Earlier, it was confirmed that there were no Covid-19 patients in St James' Hospital in Dublin for the first time since March 2020.
Chief Operating Officer Anne O'Connor described as "huge" the impact of having no Covid-19 patients at St. James's hospital on services there.
On the vaccination programme, Mr Reid said the 'did not attend' rate for vaccinations has been around 4.2% since early May.
He said it was slightly higher in the last week due to the bank holiday effect and said it was also affected by issues around the transfer of GP records due to the cyber attack.
We need your consent to load this rte-player contentWe use rte-player to manage extra content that can set cookies on your device and collect data about your activity. Please review their details and accept them to load the content.Manage Preferences
Meanwhile, Chief Medical Officer Dr Tony Holohan received an Honorary Fellowship from the Royal College of Surgeons in Ireland.
They said it was a recognition of his outstanding leadership during the Covid-19 pandemic.
In Northern Ireland, there were no further coronavirus-related deaths, with 109 new cases recorded in the region during the past 24 hours.

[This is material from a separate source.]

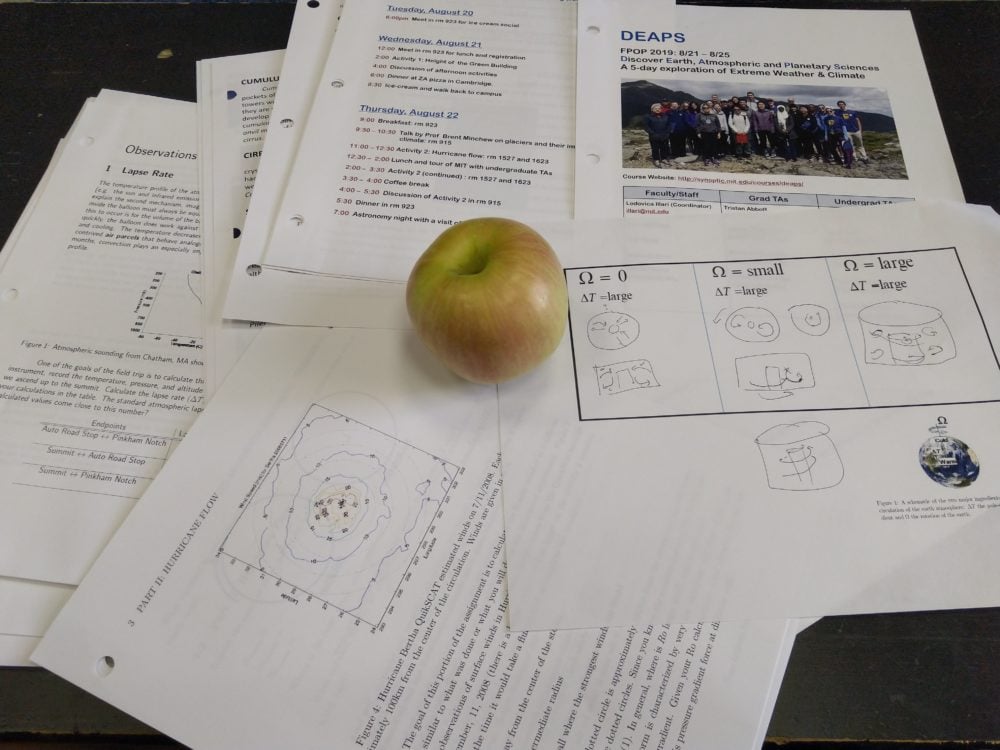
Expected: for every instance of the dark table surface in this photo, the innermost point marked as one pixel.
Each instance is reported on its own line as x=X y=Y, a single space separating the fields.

There are 19 people being treated in hospital with Covid-19 with none in ICU.
Stormont Health Minister Robin Swann said that normality remains "some way off", with up to 25% of new cases there linked to the Delta variant.
Separately, the Health Information and Quality Authority (HIQA) claimed that only one-in-three travellers are availing of free testing to reduce their quarantine time.
Speaking on RTÉ's Drivetime, HIQA's Chief Scientist, Dr Conor Teljeur, said that it is "quite concerning that uptake is so low".
The HIQA data relates only to travellers from non-designated countries.
Passengers from these countries must quarantine for 14 days, but can take a free test on the fifth day. If this is negative they can leave quarantine early.
Dr Teljour said: "They'd be countries such as the Netherlands or Portugal. For those people that have to quarantine at home.
"It's important to remember that quarantine is a legal obligation. It is in law, and it is important that passengers travelling into the country are aware of their obligation.
"But they also need to know that they can access free testing to exit quarantine early and there may be a lack of understanding that the testing is free."